The Managing Director and Chief Executive Officer, NIBSS, Premier Oiwoh, also called for improved information and knowledge sharing in the financial services sector to tackle the menace.
Oiwoh said, “The director (Jimoh) raised a vital point that every line in Nigeria today is registered and such lines should be blocked. But after blocking those lines, who followed up to find who those lines were registered to, which accounts were linked to them and what else they have done?
“From one fraud, we can raise 20 questions and answering those questions would help to stop the fraud as well as know how they operate. The CBN and other regulatory bodies have to work and ensure the policies are there to support the operators. Also, the industry operators, like the banks and others within the ecosystem, need to do what it takes. The police, NFIU, EFCC (Economic and Financial Crimes Commission) and others have to play their roles. The fraud worries everybody.”

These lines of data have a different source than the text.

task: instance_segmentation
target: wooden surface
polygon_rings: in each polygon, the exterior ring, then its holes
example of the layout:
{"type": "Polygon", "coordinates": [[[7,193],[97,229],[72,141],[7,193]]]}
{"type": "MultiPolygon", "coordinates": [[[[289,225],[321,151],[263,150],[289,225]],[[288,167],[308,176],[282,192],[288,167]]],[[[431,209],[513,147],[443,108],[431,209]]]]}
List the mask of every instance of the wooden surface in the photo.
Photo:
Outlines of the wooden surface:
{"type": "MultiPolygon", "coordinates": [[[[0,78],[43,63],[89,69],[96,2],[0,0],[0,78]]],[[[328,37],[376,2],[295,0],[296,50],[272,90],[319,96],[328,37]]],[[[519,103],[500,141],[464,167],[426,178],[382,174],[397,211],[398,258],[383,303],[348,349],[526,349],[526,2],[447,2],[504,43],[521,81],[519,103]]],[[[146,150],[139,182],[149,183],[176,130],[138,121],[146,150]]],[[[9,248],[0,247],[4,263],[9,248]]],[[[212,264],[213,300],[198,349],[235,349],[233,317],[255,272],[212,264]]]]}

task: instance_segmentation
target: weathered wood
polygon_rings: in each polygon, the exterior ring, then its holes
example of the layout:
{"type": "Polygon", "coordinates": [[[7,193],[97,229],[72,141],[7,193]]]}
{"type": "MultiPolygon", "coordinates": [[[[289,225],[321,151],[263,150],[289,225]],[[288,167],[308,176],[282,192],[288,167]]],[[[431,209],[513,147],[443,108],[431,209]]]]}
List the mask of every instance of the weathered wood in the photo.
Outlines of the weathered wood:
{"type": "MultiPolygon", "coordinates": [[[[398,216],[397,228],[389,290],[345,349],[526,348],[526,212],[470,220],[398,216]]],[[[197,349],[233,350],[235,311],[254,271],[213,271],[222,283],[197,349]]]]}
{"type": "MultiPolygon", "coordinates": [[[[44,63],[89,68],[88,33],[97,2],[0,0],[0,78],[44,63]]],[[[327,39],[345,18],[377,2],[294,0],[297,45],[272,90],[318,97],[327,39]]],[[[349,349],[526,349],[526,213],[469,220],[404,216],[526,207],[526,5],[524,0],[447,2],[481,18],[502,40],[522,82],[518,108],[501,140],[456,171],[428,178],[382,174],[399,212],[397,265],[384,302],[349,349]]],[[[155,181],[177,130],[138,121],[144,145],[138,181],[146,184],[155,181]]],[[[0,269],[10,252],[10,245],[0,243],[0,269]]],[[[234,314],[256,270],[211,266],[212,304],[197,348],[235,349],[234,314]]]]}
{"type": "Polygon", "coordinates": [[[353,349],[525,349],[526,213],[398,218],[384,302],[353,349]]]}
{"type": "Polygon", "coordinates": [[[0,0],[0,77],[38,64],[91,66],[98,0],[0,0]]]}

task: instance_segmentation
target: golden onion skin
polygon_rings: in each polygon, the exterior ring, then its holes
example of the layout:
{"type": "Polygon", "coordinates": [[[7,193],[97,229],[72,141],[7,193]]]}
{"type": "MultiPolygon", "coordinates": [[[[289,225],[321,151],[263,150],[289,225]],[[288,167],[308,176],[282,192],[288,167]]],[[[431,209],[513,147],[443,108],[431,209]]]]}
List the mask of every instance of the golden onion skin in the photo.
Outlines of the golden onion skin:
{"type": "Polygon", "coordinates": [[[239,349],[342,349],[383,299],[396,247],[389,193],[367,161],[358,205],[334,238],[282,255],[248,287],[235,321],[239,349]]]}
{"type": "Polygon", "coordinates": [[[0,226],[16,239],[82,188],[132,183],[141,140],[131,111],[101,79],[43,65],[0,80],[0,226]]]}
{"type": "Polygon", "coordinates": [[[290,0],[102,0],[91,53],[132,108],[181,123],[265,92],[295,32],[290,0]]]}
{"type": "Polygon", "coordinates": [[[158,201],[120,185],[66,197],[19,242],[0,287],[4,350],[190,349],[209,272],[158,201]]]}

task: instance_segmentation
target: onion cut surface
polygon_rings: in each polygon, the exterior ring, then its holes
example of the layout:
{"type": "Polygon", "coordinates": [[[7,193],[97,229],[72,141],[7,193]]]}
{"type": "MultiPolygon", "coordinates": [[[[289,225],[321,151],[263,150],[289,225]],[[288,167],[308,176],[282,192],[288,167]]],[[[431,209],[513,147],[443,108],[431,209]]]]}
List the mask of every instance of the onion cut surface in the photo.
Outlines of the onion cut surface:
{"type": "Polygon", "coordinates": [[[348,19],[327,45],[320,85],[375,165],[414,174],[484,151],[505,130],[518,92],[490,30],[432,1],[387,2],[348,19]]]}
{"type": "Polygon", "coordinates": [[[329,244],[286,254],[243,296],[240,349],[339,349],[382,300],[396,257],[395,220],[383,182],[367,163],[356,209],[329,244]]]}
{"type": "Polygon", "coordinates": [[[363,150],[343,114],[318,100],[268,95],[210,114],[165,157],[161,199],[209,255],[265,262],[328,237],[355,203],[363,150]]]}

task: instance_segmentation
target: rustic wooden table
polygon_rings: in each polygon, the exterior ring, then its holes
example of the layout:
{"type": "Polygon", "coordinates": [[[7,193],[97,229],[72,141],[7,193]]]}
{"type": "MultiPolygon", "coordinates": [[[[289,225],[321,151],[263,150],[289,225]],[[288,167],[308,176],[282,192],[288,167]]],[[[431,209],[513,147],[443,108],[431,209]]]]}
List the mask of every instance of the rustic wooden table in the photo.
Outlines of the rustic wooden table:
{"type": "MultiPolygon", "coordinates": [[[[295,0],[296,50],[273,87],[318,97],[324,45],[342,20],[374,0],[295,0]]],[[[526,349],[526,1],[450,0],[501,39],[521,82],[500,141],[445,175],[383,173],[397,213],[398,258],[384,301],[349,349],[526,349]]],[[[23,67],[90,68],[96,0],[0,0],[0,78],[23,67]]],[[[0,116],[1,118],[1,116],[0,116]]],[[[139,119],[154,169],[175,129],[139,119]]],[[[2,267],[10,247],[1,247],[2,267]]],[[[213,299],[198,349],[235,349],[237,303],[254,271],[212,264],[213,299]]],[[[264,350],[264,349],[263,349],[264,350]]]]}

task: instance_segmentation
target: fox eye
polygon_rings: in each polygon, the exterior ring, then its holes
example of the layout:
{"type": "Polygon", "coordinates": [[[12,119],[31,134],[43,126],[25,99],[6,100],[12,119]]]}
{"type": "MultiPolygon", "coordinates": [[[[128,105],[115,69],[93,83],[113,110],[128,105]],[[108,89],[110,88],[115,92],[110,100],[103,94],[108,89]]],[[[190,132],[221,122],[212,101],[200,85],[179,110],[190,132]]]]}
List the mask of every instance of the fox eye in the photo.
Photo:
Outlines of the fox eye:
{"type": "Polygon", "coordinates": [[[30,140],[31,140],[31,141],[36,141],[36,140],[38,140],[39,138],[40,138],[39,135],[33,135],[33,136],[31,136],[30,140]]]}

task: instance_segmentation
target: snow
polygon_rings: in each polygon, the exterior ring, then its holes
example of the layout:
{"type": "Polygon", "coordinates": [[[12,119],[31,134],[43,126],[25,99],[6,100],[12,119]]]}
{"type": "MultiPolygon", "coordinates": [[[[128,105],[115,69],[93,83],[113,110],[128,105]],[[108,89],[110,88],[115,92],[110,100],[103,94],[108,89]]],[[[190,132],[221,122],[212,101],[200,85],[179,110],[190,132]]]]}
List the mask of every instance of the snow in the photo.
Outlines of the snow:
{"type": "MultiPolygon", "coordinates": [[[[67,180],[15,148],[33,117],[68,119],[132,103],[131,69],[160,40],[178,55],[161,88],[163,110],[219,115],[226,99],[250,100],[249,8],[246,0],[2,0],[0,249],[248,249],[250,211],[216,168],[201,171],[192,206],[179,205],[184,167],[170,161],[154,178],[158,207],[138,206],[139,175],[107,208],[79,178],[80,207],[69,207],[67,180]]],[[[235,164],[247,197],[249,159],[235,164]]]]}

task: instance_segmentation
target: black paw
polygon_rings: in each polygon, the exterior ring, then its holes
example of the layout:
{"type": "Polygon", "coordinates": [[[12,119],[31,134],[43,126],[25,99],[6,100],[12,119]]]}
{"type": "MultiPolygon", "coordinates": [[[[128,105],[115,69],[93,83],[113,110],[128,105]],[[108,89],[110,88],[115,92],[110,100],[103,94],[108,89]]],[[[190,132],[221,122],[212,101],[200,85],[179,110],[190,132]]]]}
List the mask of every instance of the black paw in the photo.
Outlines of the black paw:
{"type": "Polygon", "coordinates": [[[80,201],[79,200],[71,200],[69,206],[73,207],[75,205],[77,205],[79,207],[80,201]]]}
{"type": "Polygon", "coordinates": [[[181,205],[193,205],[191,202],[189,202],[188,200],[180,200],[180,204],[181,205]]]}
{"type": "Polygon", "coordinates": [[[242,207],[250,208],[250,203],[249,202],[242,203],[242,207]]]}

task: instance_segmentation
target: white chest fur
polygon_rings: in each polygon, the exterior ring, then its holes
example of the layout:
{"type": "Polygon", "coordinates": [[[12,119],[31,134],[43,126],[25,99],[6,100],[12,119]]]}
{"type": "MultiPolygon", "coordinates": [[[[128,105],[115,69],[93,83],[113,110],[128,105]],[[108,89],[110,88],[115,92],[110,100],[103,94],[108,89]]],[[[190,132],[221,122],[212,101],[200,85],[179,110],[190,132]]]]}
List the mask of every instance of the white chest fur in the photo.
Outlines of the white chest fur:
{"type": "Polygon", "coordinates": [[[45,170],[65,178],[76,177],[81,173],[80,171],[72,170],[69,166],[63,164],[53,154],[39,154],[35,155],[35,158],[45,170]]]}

The Chairperson of CeBIH, Ms Celestina Appeal, noted that as online banking became seamless, the attendant risks also increased. She noted that as stakeholders dialogue on minimising the risk exposure, the fraudsters also hold strategy sessions to devise new ways of defrauding people.
She added, “Today, more purchases are done through online payments. E-banking is now globalised. But as things become seamless, there will be risks. The fraudsters are also trying to expand their strategies. Every year, the finance sector records losses in billions. According to NIBSS’ reports, the volume of fraud successfully carried out has increased about four times between 2019 and 2021.
“If current trends continue, by 2030 online fraud may overtake even the plastic frauds, which is the fraud we have on cards.”
Interpol hits banks
Meanwhile, a deputy commissioner with the International Police Organisation, Usman Ahmed, said at the webinar that banks were only interested in making money and do not want to spend money to fund investigations. He described fraud investigation as an expensive venture that police might not be able to fund alone.
He said conversations around collaboration were important, but lamented that beyond the beautiful speeches at such gatherings, quality collaboration between agencies was poor.
He added, “To be very honest, such collaborations are emphasised in forums like this. How many institutions are ready to spend money? The Nigerian banks just want to make money; they don’t want to spend money. That is my experience of almost two decades with them, having also served in the EFCC.
“They (banks) like making money without spending money, and if a fraud happens, they almost always want to send the liability of the fraud back to the customers in most cases. Unless you stand firm, the banks hardly want to take responsibility. They make billions but don’t want to spend millions or thousands.”
He said critical stakeholders who have the funds, especially the banks, should be able to develop the habit of voting huge monies for investigation and tracing frauds. “That is the only way going forward. Investigation is broad and costly. I must be honest with you; the national police budget is inadequate. The collaboration has to be real, that is the way to go and we must find a way to make it work,” he added.